9 août 2024, 23:55

ALCATRAZ FESTIVAL

@ Courtrai (Jour 1)


55 000 metalheads, un record, se sont pressés cette année à l’Alcatraz. Le samedi a notamment accueilli une véritable marée de près de 20 000 personnes, ravis de braver un soleil de feu pour recevoir leur dose de décibels. Avec quatre scènes, une programmation d’une grande richesse et un environnement sain, le festival de Courtrai offre trois jours de bonheur intense ; devant notre anglais hésitant, même les Flamands nous parlent en français, c’est dire ! Ici, pas – ou très, très peu – de touristes mais de vrais fans de metal. Il reste à espérer que l’événement cessera là sa croissance pour ne pas perdre sa dimension humaine... et que les prix, des boissons aux parkings, arrêteront de croître.

Vendredi, sous un ciel gris et pluvieux, les locaux DYSCORDIA (Prison Stage, 11h20/12h00) lancent cet Alcatraz 2024. Les musiciens, plutôt statiques, assènent leur metal mélodique, tantôt rugueux, tantôt quasi progressif, avec conviction mais sans guère convaincre... excepté leur quarteron de fans. Dès ''Endgame'', le troisième titre, il est temps de leur dire au-revoir pour se rendre sous le grand chapiteau de la Swamp Stage, là où se produisent en majorité les groupes de black et death metal. Ce choix s’avère judicieux tant DUDSEKOP, entre 12h00 et 12h40, dès son intro tout en lourdeur et majesté, assène un black convaincant. Issus pour certains de la scène hardcore, les musiciens originaires d’Ypres imposent une pesanteur étouffante, fruit du travail intelligent de la section rythmique, traversée d’accélérations bien senties et de quelques plans heavy. Le chanteur, charismatique et imposant, brille d’une aura glaciale qui se marie à merveille aux morceaux hantés et aux lights parsemées de flashs.Le guitariste déclame quant à lui des paroles dans le dialecte de sa ville natale, accentuant le côté mystérieux d’une prestation à la froideur toute norvégienne basée sur l’excellent dernier album du groupe, « Wuk Emme Nog Van Leven ».

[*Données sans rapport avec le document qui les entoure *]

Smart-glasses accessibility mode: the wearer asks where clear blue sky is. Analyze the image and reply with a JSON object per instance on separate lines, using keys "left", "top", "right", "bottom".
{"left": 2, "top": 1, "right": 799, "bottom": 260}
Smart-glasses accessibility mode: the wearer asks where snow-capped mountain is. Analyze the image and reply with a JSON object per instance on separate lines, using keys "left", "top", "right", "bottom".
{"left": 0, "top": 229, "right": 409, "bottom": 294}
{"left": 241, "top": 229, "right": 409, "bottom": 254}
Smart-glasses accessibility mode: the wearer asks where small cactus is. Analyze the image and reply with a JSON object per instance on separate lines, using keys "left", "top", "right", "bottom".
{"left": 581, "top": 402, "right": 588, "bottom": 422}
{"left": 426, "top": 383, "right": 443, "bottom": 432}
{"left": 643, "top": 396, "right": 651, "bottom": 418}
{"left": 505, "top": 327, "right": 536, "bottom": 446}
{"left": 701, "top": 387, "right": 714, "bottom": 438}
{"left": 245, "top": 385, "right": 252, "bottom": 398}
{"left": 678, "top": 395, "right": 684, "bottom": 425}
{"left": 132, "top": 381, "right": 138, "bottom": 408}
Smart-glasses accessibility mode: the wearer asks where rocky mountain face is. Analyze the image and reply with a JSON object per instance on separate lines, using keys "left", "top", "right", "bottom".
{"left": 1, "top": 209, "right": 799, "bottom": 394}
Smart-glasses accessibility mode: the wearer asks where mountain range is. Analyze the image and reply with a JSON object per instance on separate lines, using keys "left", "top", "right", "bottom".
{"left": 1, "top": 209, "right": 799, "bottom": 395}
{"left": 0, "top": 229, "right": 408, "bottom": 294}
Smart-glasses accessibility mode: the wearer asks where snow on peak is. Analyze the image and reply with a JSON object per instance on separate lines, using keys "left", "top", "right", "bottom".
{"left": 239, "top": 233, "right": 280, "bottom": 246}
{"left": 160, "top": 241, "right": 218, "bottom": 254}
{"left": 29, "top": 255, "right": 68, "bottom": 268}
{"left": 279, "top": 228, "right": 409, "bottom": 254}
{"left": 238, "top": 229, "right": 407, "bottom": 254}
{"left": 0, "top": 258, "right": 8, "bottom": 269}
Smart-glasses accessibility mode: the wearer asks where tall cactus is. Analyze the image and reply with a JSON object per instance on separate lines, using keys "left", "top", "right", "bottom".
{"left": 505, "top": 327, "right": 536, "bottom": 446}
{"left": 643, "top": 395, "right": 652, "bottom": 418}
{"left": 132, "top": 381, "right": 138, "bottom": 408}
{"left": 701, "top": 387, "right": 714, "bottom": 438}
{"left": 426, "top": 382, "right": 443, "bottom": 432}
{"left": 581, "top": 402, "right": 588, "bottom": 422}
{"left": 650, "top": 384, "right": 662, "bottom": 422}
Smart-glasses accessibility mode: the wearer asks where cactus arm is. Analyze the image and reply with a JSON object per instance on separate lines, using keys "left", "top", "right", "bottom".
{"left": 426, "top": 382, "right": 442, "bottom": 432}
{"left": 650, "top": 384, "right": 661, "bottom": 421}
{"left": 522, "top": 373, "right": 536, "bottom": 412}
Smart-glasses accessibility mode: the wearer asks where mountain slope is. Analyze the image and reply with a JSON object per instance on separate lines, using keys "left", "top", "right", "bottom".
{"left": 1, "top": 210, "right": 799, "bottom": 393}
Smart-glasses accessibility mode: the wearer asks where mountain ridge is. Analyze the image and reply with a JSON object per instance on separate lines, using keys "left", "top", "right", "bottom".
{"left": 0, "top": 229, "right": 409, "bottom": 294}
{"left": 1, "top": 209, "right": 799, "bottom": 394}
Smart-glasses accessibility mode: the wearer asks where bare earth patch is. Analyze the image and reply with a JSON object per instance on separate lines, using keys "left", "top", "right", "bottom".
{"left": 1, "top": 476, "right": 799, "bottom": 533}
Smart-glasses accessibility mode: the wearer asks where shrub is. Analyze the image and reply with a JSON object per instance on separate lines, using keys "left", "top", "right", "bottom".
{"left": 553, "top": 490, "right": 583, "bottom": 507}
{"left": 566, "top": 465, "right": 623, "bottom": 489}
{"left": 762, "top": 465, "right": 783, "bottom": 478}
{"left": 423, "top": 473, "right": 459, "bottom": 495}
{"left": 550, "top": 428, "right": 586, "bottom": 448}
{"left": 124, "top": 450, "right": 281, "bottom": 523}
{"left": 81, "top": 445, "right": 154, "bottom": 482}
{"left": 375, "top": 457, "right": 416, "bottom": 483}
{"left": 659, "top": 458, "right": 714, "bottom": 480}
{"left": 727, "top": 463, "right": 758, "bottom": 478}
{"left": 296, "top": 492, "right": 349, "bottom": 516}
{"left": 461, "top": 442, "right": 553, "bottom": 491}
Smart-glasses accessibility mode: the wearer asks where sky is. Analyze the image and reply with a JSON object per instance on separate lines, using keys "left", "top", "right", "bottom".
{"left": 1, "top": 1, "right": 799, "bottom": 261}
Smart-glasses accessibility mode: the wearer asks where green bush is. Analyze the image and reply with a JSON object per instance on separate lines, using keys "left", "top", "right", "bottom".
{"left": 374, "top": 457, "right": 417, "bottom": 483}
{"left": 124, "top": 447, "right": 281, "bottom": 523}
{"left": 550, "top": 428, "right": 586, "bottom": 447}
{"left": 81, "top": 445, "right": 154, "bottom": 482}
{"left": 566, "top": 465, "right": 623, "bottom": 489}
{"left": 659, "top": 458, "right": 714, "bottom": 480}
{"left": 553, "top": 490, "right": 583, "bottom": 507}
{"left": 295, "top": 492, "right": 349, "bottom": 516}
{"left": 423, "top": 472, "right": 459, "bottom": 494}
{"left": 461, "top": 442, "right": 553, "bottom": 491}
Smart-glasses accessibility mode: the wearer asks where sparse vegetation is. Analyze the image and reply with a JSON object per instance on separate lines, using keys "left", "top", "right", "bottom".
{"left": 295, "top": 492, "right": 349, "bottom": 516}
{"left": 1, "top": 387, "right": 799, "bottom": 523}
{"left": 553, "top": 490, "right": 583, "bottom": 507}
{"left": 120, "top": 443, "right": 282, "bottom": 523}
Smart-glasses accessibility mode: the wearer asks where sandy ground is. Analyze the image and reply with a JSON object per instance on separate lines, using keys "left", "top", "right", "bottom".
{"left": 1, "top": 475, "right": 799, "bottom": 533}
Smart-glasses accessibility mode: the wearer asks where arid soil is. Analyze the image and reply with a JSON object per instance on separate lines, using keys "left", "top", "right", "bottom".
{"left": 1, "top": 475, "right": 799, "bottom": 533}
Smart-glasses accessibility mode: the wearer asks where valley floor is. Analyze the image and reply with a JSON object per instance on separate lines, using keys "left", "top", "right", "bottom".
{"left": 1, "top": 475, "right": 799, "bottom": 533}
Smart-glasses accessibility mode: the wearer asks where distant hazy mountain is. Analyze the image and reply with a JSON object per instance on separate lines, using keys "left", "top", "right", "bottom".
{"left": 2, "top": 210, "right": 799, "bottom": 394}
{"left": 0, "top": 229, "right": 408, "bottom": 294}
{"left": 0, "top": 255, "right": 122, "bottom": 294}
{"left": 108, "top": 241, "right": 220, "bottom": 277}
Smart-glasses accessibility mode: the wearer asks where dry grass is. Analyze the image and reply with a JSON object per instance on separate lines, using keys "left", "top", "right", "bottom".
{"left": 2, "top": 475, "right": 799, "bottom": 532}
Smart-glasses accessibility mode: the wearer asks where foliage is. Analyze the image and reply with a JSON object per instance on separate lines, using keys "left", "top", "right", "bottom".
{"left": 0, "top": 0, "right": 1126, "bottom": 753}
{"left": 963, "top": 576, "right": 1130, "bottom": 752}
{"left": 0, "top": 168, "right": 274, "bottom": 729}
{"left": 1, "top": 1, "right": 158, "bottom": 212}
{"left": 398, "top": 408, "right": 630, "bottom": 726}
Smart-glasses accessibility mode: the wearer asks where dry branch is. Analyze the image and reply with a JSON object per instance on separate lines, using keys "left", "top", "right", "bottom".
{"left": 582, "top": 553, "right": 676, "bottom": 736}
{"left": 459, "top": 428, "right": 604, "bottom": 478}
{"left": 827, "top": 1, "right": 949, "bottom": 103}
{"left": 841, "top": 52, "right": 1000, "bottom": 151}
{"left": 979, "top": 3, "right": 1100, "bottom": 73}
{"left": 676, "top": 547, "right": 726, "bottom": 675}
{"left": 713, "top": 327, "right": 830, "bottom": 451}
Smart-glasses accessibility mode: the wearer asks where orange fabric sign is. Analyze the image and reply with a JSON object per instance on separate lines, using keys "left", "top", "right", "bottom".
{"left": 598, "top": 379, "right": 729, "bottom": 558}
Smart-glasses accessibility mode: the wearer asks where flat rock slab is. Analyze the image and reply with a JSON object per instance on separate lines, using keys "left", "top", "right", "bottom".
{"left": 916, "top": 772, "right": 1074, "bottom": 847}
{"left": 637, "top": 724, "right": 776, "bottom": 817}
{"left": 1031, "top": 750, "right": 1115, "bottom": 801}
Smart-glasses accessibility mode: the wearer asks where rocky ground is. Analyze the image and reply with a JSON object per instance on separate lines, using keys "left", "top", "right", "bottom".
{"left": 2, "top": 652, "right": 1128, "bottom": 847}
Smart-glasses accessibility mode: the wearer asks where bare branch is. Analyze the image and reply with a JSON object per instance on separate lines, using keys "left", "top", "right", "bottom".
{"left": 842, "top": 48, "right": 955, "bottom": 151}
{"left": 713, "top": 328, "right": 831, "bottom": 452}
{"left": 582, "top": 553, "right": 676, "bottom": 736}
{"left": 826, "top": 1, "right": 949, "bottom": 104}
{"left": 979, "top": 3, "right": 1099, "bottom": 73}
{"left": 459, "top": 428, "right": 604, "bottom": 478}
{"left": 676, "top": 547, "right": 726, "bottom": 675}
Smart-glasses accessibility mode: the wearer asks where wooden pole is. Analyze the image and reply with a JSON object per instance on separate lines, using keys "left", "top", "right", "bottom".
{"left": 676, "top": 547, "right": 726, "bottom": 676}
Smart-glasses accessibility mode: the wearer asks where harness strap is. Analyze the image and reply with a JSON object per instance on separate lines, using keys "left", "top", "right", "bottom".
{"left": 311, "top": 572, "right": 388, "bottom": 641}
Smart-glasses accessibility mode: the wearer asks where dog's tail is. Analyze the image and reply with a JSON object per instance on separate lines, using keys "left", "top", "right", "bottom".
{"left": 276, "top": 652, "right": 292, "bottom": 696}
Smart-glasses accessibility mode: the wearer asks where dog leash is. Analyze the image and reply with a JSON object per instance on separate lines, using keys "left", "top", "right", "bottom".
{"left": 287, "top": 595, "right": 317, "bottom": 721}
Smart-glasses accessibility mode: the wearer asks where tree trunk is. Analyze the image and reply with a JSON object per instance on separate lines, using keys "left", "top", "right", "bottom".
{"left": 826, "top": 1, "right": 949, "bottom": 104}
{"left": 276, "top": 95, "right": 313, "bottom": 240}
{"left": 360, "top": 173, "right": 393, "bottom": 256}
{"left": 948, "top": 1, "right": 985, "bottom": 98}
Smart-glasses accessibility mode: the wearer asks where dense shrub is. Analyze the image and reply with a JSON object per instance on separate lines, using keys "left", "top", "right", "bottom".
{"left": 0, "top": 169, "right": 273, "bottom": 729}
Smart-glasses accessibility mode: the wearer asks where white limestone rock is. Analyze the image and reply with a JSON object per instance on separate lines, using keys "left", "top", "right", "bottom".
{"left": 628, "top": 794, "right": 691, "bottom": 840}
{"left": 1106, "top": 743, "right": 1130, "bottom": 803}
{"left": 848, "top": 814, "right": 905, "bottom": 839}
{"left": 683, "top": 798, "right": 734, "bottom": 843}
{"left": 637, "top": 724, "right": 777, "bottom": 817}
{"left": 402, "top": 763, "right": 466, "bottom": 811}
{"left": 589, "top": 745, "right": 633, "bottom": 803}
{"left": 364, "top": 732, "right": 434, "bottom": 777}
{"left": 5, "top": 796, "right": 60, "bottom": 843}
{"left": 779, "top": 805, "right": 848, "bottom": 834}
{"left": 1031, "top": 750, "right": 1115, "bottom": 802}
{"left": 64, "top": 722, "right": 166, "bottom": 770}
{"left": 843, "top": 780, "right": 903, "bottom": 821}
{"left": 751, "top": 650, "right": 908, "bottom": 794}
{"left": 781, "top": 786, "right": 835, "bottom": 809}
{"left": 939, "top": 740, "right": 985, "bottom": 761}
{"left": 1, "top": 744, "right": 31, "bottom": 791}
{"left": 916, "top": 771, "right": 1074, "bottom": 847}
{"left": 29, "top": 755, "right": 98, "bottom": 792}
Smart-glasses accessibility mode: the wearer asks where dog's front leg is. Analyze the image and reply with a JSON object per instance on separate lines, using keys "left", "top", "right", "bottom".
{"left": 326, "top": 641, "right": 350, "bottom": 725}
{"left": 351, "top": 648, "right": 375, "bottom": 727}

Le temps de reprendre ses esprits après cette déflagration et SKELETAL REMAINS (Swamp Stage, 13h10/13h55) s’empare de la scène devant un backdrop horrifique à l’effigie de son dernier album, « Fragments Of The Ageless », sorti en mars dernier. Bien qu’originaires de Californie, les gaillards proposent un death old-school qui sent bon la Floride, l’ange morbide et le cadavre cannibale. Les relents de marais putrides se dégagent des morceaux plus lents qui permettent de rompre la monotonie des titres rapides, se ressemblant tant qu’il devient difficile de les différencier. Le récent ''Relentless Appetite'', entre riffs saccadés, blasts, double pédale à foison – bravo au batteur ! – qui résonne dans les poitrines et hurlements possédés d’un chanteur caché derrière son épaisse chevelure, est l’exemple type de ce que proposent les Américains, jamais avares d’un solo. Malgré l’excellence technique des gaillards, le concert finit par traîner en longueur. Le rythme faiblit au fil des pauses bien trop régulières entre chaque composition. Si les premiers circle-pits naissent devant la Swamp, ils demeurent assez timides. Avec cinq minutes d’avance sur l’horaire prévu, SKELETAL REMAINS quitte les planches sous des applaudissements polis...

Après cette double dose de metal extrême, rendez-vous à la Morgue Stage. La plus petite scène du festival est l’antre, en ce samedi, des fans de stoner, même si UADA s’y produit aussi. Cet endroit, sans barrière ni service de sécurité, vibre d’une intensité particulière, entre moiteur et odeur d’herbe. Le public y est tout proche des artistes et a l’impression de se retrouver dans un club enfumé pour vivre des moments intenses. THE KILLBOTS, de 14h35 à 15h20, offre un de ces instants authentiques. Les Belges, actifs dans les années 2000, ont signé leur unique album en 2007 avant de disparaître. Revenus en 2023, ils débordent de joie de jouer. Complices, ils prennent un plaisir intense à offrir leurs compostions stoner-rock, très 70’s, gorgées d’un groove irrésistible et ornées de motifs grunge. Le guitariste-chanteur au magnifique t-shirt HIGH ON FIRE ne cesse de sourire et s’approche au plus près des premiers rangs quand le batteur, survolté et torse nu, se dresse derrière ses fûts pour haranguer la fosse. Le single ''We Have Lost Control'', véritable petite bombe issue du récent et incandescent « The Second Barrage », porte son titre à merveille. La longue montée en puissance de ''Heath'' est jouissive. Le concert, parsemé de poses rock et vrillé d’une intense énergie, trouve son apogée sur le long, spatial et hypnotique ''Tantra'' qui explose en une boule d’énergie.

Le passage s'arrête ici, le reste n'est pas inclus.